Non-discrimination provisions are important for ensuring a fair and competitive telecommunications sector. We recently sent through a submission on the ACCC’s proposed Non-Discrimination Guidelines, derived from the Telecommunications Act 1997 and Competition and Consumer Act 2010. In our submission, we support the concept of non-discrimination provisions but note that exemptions (such as the creditworthiness test) can be used as a mechanism to unfairly discriminate against smaller access seekers. We also recommended a more reader-centric and accessible structure to the guidelines, so the document is less complex and more easily understood.

 

ACCC Roundtable on the SAU

IAA was invited to participate in the ACCC and NBN Co roundtable which kickstarted the process to develop a revised long-term regulatory framework for the NBN. The existing Special Access Undertaking (SAU) was established in 2013 and only covers fibre-to-the-premises services. A key focus of the roundtable discussion was on price and revenue controls, specifically the current CVC pricing model.

NBN Co proposed three new pricing constructs:

  • Construct 1 is similar to the existing bundled products model, but with CVC charged at $6/Mbps instead of the $8/Mbps.
  • Construct 2 proposes regular bundles for 50Mbps and below with $5/month increases and flat-pricing AVC only model for products 100Mbps and above, with an immediate $5-$20/month hike and yearly indexed increases in prices.
  • Construct 3 proposes a flat-pricing AVC only model, with an immediate $5-$20/month hike and yearly indexed increases in prices.

Other proposed changes include incorporating the Multi-Technology Mix (MTM) within the SAU.

The ACCC raised potential measures guided by access arrangements supporting competitive retail service offerings, cost certainty to access seekers and reasonable opportunity for access providers to recoup costs and earn a return on investment. Potential measures the ACCC raised are similar to NBN Co’s new pricing constructs. Options include access provided at a fixed monthly price, access provided in product bundles in which CVC inclusions increase and/or CVC overage charges decrease regularly, or a combination of both. They also noted that measures ensuring cost certainty should not be undermined by overdependence on discounting practices. A minimum technical quality of service, such as a specified maximum tolerance for speed reductions and/or higher latency during busy hours should also potentially be considered.

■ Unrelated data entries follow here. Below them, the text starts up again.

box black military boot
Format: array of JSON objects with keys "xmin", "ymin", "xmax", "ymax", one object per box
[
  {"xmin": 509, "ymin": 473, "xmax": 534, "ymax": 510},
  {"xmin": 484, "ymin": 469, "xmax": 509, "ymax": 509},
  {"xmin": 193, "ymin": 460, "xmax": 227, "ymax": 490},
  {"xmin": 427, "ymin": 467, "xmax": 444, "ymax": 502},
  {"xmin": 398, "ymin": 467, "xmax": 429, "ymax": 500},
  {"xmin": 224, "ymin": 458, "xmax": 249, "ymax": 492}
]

We are eager to hear insights on which pricing construct members prefer and the impact they envision of each option on their speed tier mix, volume, product differentiation and operational processes. If you would like to learn more about the proposed pricing constructs or express your thoughts to guide our response, please reach out to policy@internet.asn.au.

 

Online Safety Bill – Industry Codes

The Online Safety Bill recently passed the Australian senate, which means it will become law within the next six months or so. The Bill establishes processes to force social media companies, internet service providers and hosting providers to act on removal notices regarding harmful content within 24 hours (instead of 48). The eSafety Commissioner is also provided with increased powers to require blocking URLs linking to abhorrent and/or violent material. Concerns have been raised about the range of powers provided to the eSafety Commissioner and the expansive coverage of the online service providers covered by the Act. Development of industry code(s) which foster a safe and transparent online environment as a part of the Bill is currently underway. IAA is actively engaging with the eSafety Office, online service providers and other industry associations to review this process.